U.S. Senators Ben Cardin and Chris Van Hollen (both D-Md.) have joined a Senate resolution outlining key findings of the recent Intergovernmental Panel on Climate Change (IPCC) report and the recent National Climate Assessment. The resolution affirms the signing members’ recognition and acceptance of these findings, and calls for bold action to combat climate change. The senators were joined on the resolution by 23 of their Senate colleagues.

Notably, the IPCC report found that the Northeast Region of the United States ― which includes Maryland ― will see the largest temperature increase in the country, and the warming will occur here as much as two decades before global average temperatures reach such a similar milestone. The report also finds that the Chesapeake Bay will experience stronger, more frequent storms, an increase in precipitation events, an increase in bay water temperatures and a rise in sea level.

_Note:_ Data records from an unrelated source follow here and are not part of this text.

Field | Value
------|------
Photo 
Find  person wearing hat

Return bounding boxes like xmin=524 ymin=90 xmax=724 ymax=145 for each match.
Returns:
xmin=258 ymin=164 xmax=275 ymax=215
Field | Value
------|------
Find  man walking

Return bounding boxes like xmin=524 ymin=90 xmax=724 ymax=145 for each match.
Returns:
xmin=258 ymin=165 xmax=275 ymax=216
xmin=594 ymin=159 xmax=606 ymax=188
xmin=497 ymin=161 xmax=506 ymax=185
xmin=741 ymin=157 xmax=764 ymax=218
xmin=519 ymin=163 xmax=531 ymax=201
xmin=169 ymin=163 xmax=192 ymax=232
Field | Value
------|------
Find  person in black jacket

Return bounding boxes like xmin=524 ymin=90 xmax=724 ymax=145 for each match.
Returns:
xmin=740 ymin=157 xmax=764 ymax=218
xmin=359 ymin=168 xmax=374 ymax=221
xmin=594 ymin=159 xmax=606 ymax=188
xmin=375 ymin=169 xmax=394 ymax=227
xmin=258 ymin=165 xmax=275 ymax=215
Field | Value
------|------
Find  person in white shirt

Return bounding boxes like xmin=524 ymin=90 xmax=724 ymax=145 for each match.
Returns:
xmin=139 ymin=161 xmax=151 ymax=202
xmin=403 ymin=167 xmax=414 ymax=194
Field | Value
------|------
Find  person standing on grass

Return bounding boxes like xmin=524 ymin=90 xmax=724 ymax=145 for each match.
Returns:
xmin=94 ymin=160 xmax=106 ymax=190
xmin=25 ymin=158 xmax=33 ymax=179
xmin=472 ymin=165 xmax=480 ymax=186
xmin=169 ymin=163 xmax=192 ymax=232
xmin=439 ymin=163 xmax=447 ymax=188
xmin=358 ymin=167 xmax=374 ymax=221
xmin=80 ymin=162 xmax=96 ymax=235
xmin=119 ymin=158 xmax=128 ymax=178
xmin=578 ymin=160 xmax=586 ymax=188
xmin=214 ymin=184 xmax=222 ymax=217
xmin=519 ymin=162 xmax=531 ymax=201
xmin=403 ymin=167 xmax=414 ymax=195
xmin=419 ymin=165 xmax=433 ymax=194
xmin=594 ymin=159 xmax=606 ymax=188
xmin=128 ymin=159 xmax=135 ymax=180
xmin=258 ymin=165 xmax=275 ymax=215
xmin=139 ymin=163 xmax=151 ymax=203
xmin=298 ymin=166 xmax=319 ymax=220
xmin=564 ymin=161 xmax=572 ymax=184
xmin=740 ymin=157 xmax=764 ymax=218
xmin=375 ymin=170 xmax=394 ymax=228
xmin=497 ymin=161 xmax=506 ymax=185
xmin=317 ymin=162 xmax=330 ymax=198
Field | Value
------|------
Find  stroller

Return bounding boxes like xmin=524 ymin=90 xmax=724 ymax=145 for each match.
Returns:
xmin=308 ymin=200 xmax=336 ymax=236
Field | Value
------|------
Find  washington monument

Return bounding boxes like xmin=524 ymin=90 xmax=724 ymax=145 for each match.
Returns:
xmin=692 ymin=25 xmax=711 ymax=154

“The Trump Administration wants to bury this new report because it doesn’t align with the president’s completely unhinged claim that climate change is a ‘hoax.’ Unfortunately for them, ignoring facts never succeeds in making them any less true,” said Cardin, a senior member of the Senate Environment and Public Works Committee. “The consequences of our inaction on climate change can be found everywhere, from the record-breaking wildfires in California to the repeated, historic flooding in Ellicott City. This report highlights how these and other climate consequences will have an increasingly catastrophic effect on our economy ― unless we act now.”

On Oct. 8, the IPCC released a report outlining the consequences of rising global temperatures and the ways in which climate chaos will become substantially worse as the planet continues to experience pre-industrial levels of warming. The report showed that the difference between warming of 1.5 degrees Celsius and 2 degrees Celsius is substantial, and limiting warming to 1.5 degrees Celsius is affordable, feasible and necessary to protect people from the worst impacts of climate change.

The report concludes that unless the current path of climate change is slowed, massive impacts — such as limited water supply availability, sea-ice free Arctic summers, mass die-offs of coral reefs, and intense and unprecedented heat waves — will become reality as soon as 2040.